Species of flowering plant

Physaria arctica is a perennial flowering herb in the family Brassicaceae, known by the common name arctic bladderpod.

==Description==
Plants are 6–12 cm high with a short taproot and woody stem-base. Basal leaves, 2–6 cm and arranged in a rosette predominate, and are obovate to oblanceolate, while cauline leaves, sessile or shortly petiolate, are oblanceolate or lingulate and 0.5-1.5 cm. Inflorescences are loosely racemose, with flower stalks ascending or erect and 5–20 mm.

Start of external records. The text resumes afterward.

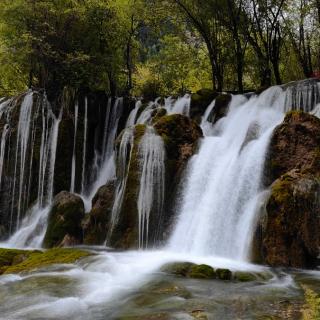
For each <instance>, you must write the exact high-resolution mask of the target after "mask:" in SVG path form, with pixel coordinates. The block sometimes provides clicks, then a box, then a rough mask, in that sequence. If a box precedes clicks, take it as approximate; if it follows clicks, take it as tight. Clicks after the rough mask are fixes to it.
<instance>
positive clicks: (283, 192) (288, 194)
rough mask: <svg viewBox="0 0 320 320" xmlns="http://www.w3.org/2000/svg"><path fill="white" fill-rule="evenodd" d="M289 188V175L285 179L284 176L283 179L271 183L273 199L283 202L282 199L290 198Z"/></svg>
mask: <svg viewBox="0 0 320 320" xmlns="http://www.w3.org/2000/svg"><path fill="white" fill-rule="evenodd" d="M290 190H291V181H290V180H289V177H287V179H286V178H285V177H284V179H279V180H277V181H276V182H275V183H274V184H273V185H272V197H273V198H274V199H275V201H277V202H279V203H283V202H284V201H287V200H288V199H290V197H291V192H290Z"/></svg>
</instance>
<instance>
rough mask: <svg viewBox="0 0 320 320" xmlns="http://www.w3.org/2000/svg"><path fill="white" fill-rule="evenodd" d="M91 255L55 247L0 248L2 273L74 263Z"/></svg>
mask: <svg viewBox="0 0 320 320" xmlns="http://www.w3.org/2000/svg"><path fill="white" fill-rule="evenodd" d="M89 255H91V253H90V252H88V251H84V250H78V249H69V248H55V249H50V250H47V251H35V250H34V251H30V250H15V249H3V248H1V249H0V273H4V274H8V273H19V272H26V271H31V270H34V269H38V268H41V267H45V266H48V265H52V264H62V263H74V262H76V261H77V260H79V259H80V258H83V257H86V256H89Z"/></svg>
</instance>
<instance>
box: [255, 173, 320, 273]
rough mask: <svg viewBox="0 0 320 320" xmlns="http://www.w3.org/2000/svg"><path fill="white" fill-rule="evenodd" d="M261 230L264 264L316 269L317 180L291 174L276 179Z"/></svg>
mask: <svg viewBox="0 0 320 320" xmlns="http://www.w3.org/2000/svg"><path fill="white" fill-rule="evenodd" d="M261 230H262V232H261V237H262V257H263V261H264V262H265V263H267V264H269V265H271V266H286V267H298V268H313V267H316V266H317V265H319V262H320V259H319V247H320V180H319V177H315V176H313V175H311V174H303V173H301V172H299V171H298V170H292V171H290V172H288V173H287V174H285V175H283V176H282V177H281V178H279V179H277V180H276V181H275V182H274V183H273V185H272V188H271V196H270V198H269V200H268V203H267V217H265V218H264V221H263V222H262V228H261Z"/></svg>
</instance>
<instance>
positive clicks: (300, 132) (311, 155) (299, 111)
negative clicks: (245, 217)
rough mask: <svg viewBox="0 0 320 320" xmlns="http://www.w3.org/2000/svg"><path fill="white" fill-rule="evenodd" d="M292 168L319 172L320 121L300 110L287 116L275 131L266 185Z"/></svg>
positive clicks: (319, 146) (265, 171) (310, 115)
mask: <svg viewBox="0 0 320 320" xmlns="http://www.w3.org/2000/svg"><path fill="white" fill-rule="evenodd" d="M292 169H299V170H300V171H301V172H304V171H308V172H310V173H313V174H318V173H320V119H318V118H317V117H315V116H312V115H310V114H308V113H305V112H302V111H291V112H289V113H287V115H286V117H285V119H284V121H283V122H282V123H281V124H280V125H279V126H278V127H277V128H276V129H275V130H274V133H273V135H272V138H271V142H270V148H269V152H268V155H267V159H266V170H265V172H266V181H265V183H266V184H267V185H269V184H271V183H272V182H273V181H275V180H276V179H278V178H279V177H281V176H282V175H283V174H285V173H286V172H288V171H290V170H292Z"/></svg>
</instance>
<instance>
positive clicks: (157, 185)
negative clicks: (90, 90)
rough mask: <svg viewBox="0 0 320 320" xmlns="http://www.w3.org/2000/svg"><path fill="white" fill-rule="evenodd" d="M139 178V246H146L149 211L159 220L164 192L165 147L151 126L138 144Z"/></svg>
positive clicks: (160, 219) (162, 201)
mask: <svg viewBox="0 0 320 320" xmlns="http://www.w3.org/2000/svg"><path fill="white" fill-rule="evenodd" d="M139 154H140V156H141V160H140V161H141V166H142V170H141V178H140V190H139V195H138V204H137V205H138V214H139V248H148V240H149V223H150V214H151V211H152V213H153V215H154V216H155V217H156V219H158V221H160V220H161V215H162V211H163V201H164V192H165V190H164V189H165V166H164V160H165V147H164V143H163V141H162V138H161V137H160V136H158V135H157V134H156V132H155V130H154V129H153V127H147V128H146V132H145V134H144V136H143V137H142V139H141V142H140V145H139Z"/></svg>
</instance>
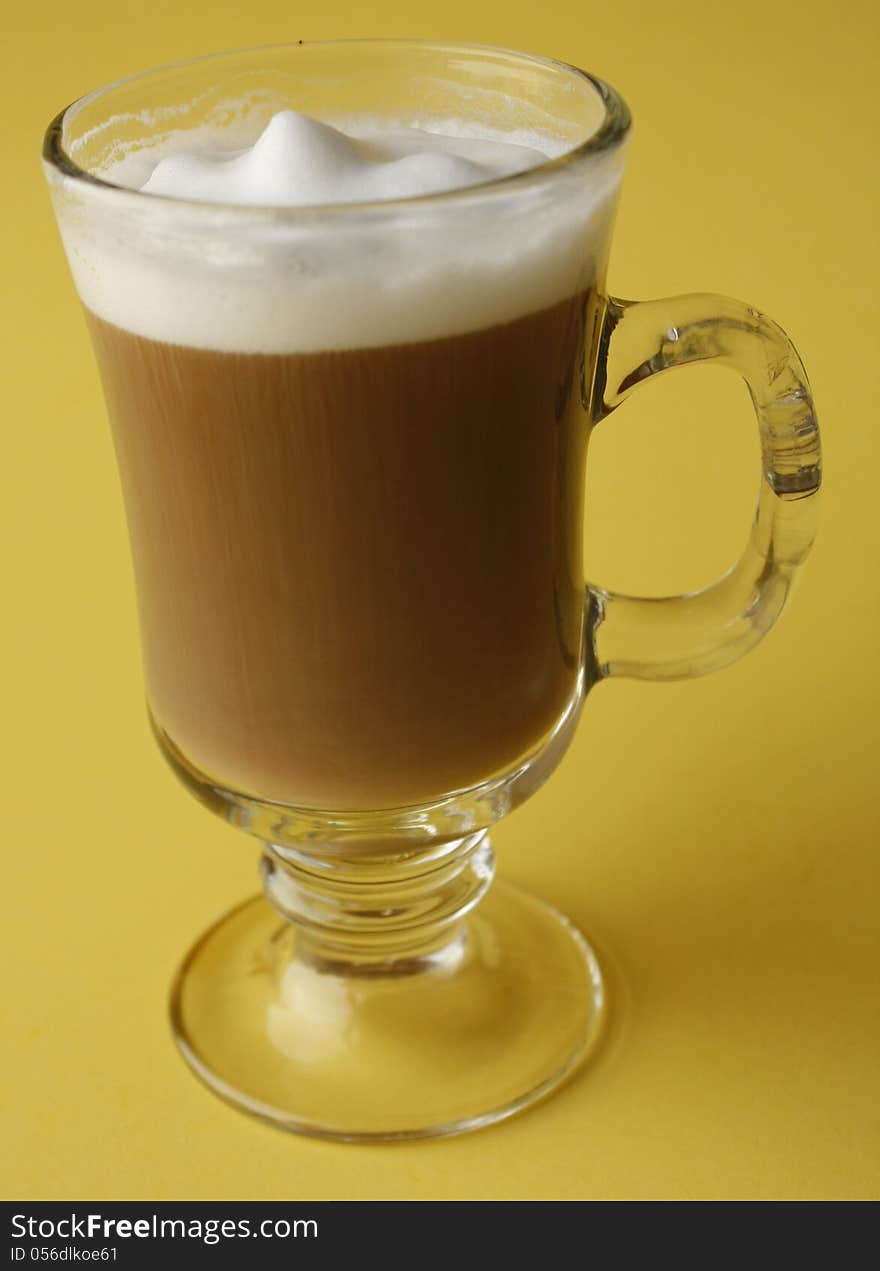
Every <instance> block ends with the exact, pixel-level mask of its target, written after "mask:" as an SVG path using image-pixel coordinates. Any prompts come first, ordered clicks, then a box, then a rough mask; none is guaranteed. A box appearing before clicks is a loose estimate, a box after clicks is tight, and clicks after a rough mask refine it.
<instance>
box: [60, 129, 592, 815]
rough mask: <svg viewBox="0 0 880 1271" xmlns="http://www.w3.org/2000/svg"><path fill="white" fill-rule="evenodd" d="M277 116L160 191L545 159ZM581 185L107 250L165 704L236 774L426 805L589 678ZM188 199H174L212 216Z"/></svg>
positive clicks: (274, 189)
mask: <svg viewBox="0 0 880 1271" xmlns="http://www.w3.org/2000/svg"><path fill="white" fill-rule="evenodd" d="M278 118H282V117H277V118H276V121H273V123H272V125H270V127H268V128H267V130H266V132H265V133H263V136H262V139H261V140H259V141H258V144H257V145H256V146H254V147H253V150H251V151H247V150H245V151H242V153H240V154H239V153H235V154H224V155H221V156H220V159H216V160H215V159H211V158H210V156H209V158H207V159H203V158H198V156H195V158H192V156H187V155H186V154H183V155H181V154H174V155H172V156H170V158H169V159H168V160H167V163H165V164H164V165H163V164H159V165H158V167H156V165H154V167H153V175H151V178H150V179H149V182H148V183H146V186H145V187H144V188H145V189H146V191H148V192H150V191H156V192H158V193H165V194H172V196H173V197H179V196H181V193H183V194H186V196H187V197H189V198H205V200H217V198H221V200H228V198H231V197H233V194H234V193H235V191H239V192H240V189H242V188H244V187H243V182H244V184H245V186H247V191H245V193H247V197H245V196H244V194H243V196H242V201H243V202H248V201H251V202H256V203H257V205H259V206H261V207H262V206H263V205H265V203H266V202H270V201H271V198H270V196H272V197H275V198H276V202H281V203H284V202H285V201H287V202H291V203H292V202H299V203H304V202H305V203H308V202H309V200H310V198H312V197H313V194H314V191H315V189H318V191H319V193H320V196H322V197H324V198H329V200H332V198H336V200H337V201H345V200H346V198H352V197H356V194H357V192H359V191H361V188H362V187H364V188H366V189H368V191H370V189H371V191H374V192H375V189H380V191H384V193H383V194H380V196H376V197H406V196H411V194H413V193H415V194H418V193H425V192H430V191H431V189H432V188H435V187H436V183H437V182H439V180H446V182H451V180H453V178H454V180H455V182H458V183H460V184H468V182H471V183H473V182H474V180H477V179H479V173H481V172H482V173H483V175H482V179H488V178H490V177H497V175H505V174H506V173H509V172H515V170H519V168H521V167H528V165H529V164H534V163H537V161H539V160H540V159H542V158H543V155H539V154H538V153H537V151H534V150H532V151H523V154H520V155H519V156H518V155H515V154H514V151H516V150H521V147H519V146H506V147H505V146H504V145H500V144H498V142H497V141H486V142H483V146H485V155H483V156H485V159H486V167H485V169H479V165H478V159H479V154H481V142H479V141H478V140H474V139H472V137H467V139H463V137H458V139H450V137H440V139H439V140H437V139H435V141H431V142H430V145H429V146H427V151H426V153H425V154H422V153H421V151H420V150H418V146H422V149H423V141H421V140H418V139H416V140H413V136H415V135H407V136H403V137H401V136H397V137H395V139H394V140H393V141H389V140H388V137H385V139H384V140H383V139H382V137H380V139H379V141H376V140H375V137H374V139H373V140H371V141H369V142H366V141H351V139H346V137H342V139H341V140H340V137H341V135H340V133H337V132H334V131H333V130H327V128H326V127H323V126H319V125H314V122H313V121H305V122H304V123H303V122H301V119H300V117H292V122H291V119H287V121H286V122H284V119H282V123H281V125H278V123H277V119H278ZM278 137H280V139H281V142H278ZM291 137H292V141H291ZM418 137H421V139H423V137H425V133H418ZM285 139H286V140H285ZM270 142H271V145H270ZM287 144H290V145H291V146H294V151H291V155H292V158H291V155H287V156H286V158H285V154H284V153H281V151H284V145H287ZM278 145H281V151H278ZM261 146H262V151H261ZM272 146H275V149H273V150H272ZM296 146H299V147H300V149H299V150H296V149H295V147H296ZM383 147H384V149H383ZM413 147H415V149H413ZM524 155H526V156H528V158H524ZM141 158H142V156H141ZM295 158H298V159H299V167H298V164H296V163H294V161H292V159H295ZM257 159H259V163H257ZM412 159H415V163H411V160H412ZM139 161H141V160H139ZM449 163H451V164H453V169H454V173H453V174H450V172H451V169H449V168H448V164H449ZM237 164H238V168H237V167H235V165H237ZM285 164H286V167H285ZM437 164H439V165H440V167H437ZM322 165H323V167H322ZM444 165H446V168H444ZM462 165H464V168H463V167H462ZM493 165H495V167H493ZM498 165H500V167H498ZM465 169H467V170H465ZM315 173H318V175H319V177H320V182H323V184H320V182H318V186H315V184H314V179H313V178H315ZM444 173H445V175H444ZM468 173H469V175H468ZM322 174H323V175H322ZM455 174H457V175H455ZM306 178H308V179H306ZM315 179H317V178H315ZM267 182H268V184H267ZM328 182H329V186H328ZM346 182H347V184H346ZM407 182H409V183H413V182H415V186H412V188H411V187H409V186H408V184H407ZM181 183H182V184H181ZM370 183H371V184H370ZM328 191H329V192H328ZM558 203H560V201H558V200H557V201H556V202H554V203H553V216H554V217H556V220H548V219H547V217H544V219H543V220H542V207H540V205H539V203H537V205H535V211H534V215H533V217H532V221H530V222H529V224H525V222H523V219H521V217H520V220H519V221H518V222H515V224H514V222H511V224H510V225H506V224H505V222H504V220H502V219H501V217H498V219H497V220H496V221H495V222H492V220H491V217H487V216H486V212H485V210H482V207H479V205H476V206H477V211H476V212H468V211H467V208H465V212H464V214H463V215H467V216H469V219H468V220H463V221H462V225H463V230H462V229H459V233H458V238H455V236H453V235H448V236H446V238H444V236H443V235H441V234H439V233H434V231H431V226H430V222H429V221H425V225H427V229H425V228H423V226H422V228H421V229H420V228H418V226H415V228H411V230H409V231H408V233H406V234H402V235H398V236H394V235H393V234H390V233H389V231H388V229H387V225H384V226H383V228H382V236H380V238H376V236H375V235H374V238H370V236H369V234H370V233H371V230H370V229H369V226H368V229H366V230H364V229H362V226H359V225H355V228H354V229H352V228H351V226H350V225H347V226H343V228H341V229H340V233H337V234H336V235H331V234H327V233H324V235H323V241H320V243H318V247H317V248H313V244H312V243H310V241H309V243H306V244H305V248H303V247H301V244H300V243H299V240H298V239H295V238H294V236H292V234H291V238H292V241H294V247H292V248H291V247H290V245H289V244H285V249H284V250H278V249H276V248H275V247H273V240H272V238H271V234H272V222H271V221H268V222H267V230H266V235H267V243H268V247H267V248H266V253H267V254H266V258H265V259H258V261H257V262H256V263H254V261H253V259H252V255H253V249H252V247H249V245H248V248H247V250H248V252H249V253H251V255H248V254H247V253H245V254H243V257H242V261H239V259H234V252H235V247H234V243H235V240H234V239H233V240H229V241H224V244H223V253H224V254H223V257H221V258H220V259H219V261H217V262H215V263H211V261H210V258H211V252H212V244H211V241H210V240H209V241H203V240H200V241H198V243H197V245H196V249H195V250H193V248H192V247H187V248H186V252H184V254H182V255H181V254H179V253H178V255H177V257H175V255H174V253H173V252H170V250H167V249H164V247H163V244H164V243H165V239H163V236H162V231H159V233H156V231H155V229H154V228H153V225H150V226H149V229H148V230H145V231H144V235H142V239H141V240H139V244H137V250H135V252H128V253H126V254H121V255H120V257H118V259H117V261H116V262H114V261H113V259H112V252H113V244H112V241H111V240H107V239H106V240H104V241H103V243H102V253H103V254H102V257H100V259H99V262H98V263H99V268H92V269H89V271H81V273H80V276H79V277H78V281H79V282H80V292H81V295H83V299H84V301H85V304H86V313H89V324H90V329H92V336H93V339H94V344H95V350H97V353H98V360H99V364H100V370H102V379H103V383H104V389H106V394H107V400H108V408H109V414H111V419H112V426H113V433H114V440H116V446H117V452H118V459H120V468H121V473H122V482H123V489H125V496H126V506H127V515H128V521H130V529H131V540H132V552H134V559H135V568H136V574H137V591H139V601H140V608H141V629H142V642H144V658H145V670H146V681H148V695H149V702H150V707H151V710H153V714H154V718H155V722H156V724H158V728H159V731H160V735H162V736H163V737H164V738H165V740H167V744H168V746H169V749H172V750H173V751H175V752H178V754H179V755H182V756H183V758H184V760H186V763H187V764H189V765H191V766H193V768H195V769H196V770H197V771H198V773H201V774H202V775H203V777H205V778H206V779H209V780H210V782H212V783H216V784H219V785H221V787H225V788H229V789H237V791H240V792H243V793H247V794H248V796H252V797H259V798H263V799H270V801H277V802H281V803H290V805H296V806H310V807H323V808H351V810H355V808H382V807H399V806H406V805H416V803H422V802H427V801H431V799H435V798H439V797H443V796H445V794H448V793H450V792H453V791H455V789H462V788H465V787H469V785H474V784H477V783H479V782H482V780H483V779H486V778H488V777H491V775H492V774H496V773H502V771H505V770H507V769H510V768H511V766H514V765H515V764H518V763H519V761H521V760H523V759H524V758H525V756H526V755H528V754H529V751H530V750H533V749H534V747H537V746H538V745H539V744H540V741H542V738H544V737H546V735H547V733H548V732H549V731H551V730H552V728H553V727H554V724H556V723H557V722H558V721H560V719H561V717H562V716H563V714H565V713H566V709H567V708H568V707H570V705H571V703H572V700H574V699H575V697H576V694H577V686H579V674H580V667H581V637H582V622H584V586H582V576H581V549H580V534H581V531H580V526H581V502H582V474H584V465H585V446H586V432H588V427H586V417H585V413H584V407H582V400H581V399H582V388H584V386H582V374H584V366H585V365H590V350H588V347H586V344H588V343H589V337H588V332H591V330H594V328H595V322H594V316H595V314H594V309H595V304H596V300H595V290H594V287H593V285H591V282H593V277H594V276H595V266H594V262H591V261H590V258H589V253H586V252H585V250H584V241H585V239H584V228H582V226H584V216H582V214H581V212H580V211H579V215H577V217H576V219H572V216H571V214H570V212H568V214H566V215H567V221H565V224H563V220H562V219H561V217H560V215H558V214H557V212H556V208H557V206H558ZM169 206H170V212H169V211H168V208H167V207H163V206H159V207H158V210H156V220H160V217H162V215H167V216H178V215H183V212H178V210H177V206H175V205H173V203H172V205H169ZM331 212H332V210H331ZM431 212H432V210H431V208H430V207H429V208H427V210H425V211H423V214H422V215H423V217H427V216H430V215H431ZM259 215H261V216H262V215H263V214H262V212H261V214H259ZM548 215H549V214H548ZM594 216H595V210H594ZM446 220H449V215H448V212H446ZM144 222H145V224H146V219H145V220H144ZM437 224H440V222H437ZM563 229H565V230H566V233H563ZM429 231H430V233H429ZM139 233H140V231H139ZM346 234H347V235H348V236H347V238H346ZM365 235H366V236H365ZM328 239H329V247H326V240H328ZM169 241H173V239H172V240H169ZM141 244H145V245H141ZM230 244H231V245H230ZM425 244H429V250H427V252H426V250H425ZM86 247H88V245H86ZM85 255H86V252H85V250H84V252H80V253H79V258H85ZM71 259H72V261H74V266H75V268H76V261H78V253H76V249H75V248H74V250H72V252H71ZM206 259H207V262H209V263H207V264H206ZM575 259H576V261H577V264H575V263H574V262H575ZM230 262H231V263H230ZM266 262H271V263H272V267H271V268H268V267H267V264H266ZM114 264H116V266H118V267H117V268H113V266H114ZM188 271H192V272H191V273H188ZM371 300H373V302H371Z"/></svg>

There are 3-8 radially symmetrical flowers per inflorescence, and the petals are spaulate, 5-6mm, with blades that narrow gradually to the claw.

==Distribution==
Physaria arctica ranges across much of the subarctic biome in North America, as well as the Russian Far East, and east Siberia. It is the only member of the genus known to occur in Asia. In North America it is known from Alaska, Alberta, British Columbia, Greenland, Labrador, Manitoba, Newfoundland, Northwest Territories, Nunavut, Québec, and Yukon.

==Habitat==
Physaria arctica grows in sand and gravel from calcareous bedrock, river bars and terraces, cliff ledges, scree and talus slopes.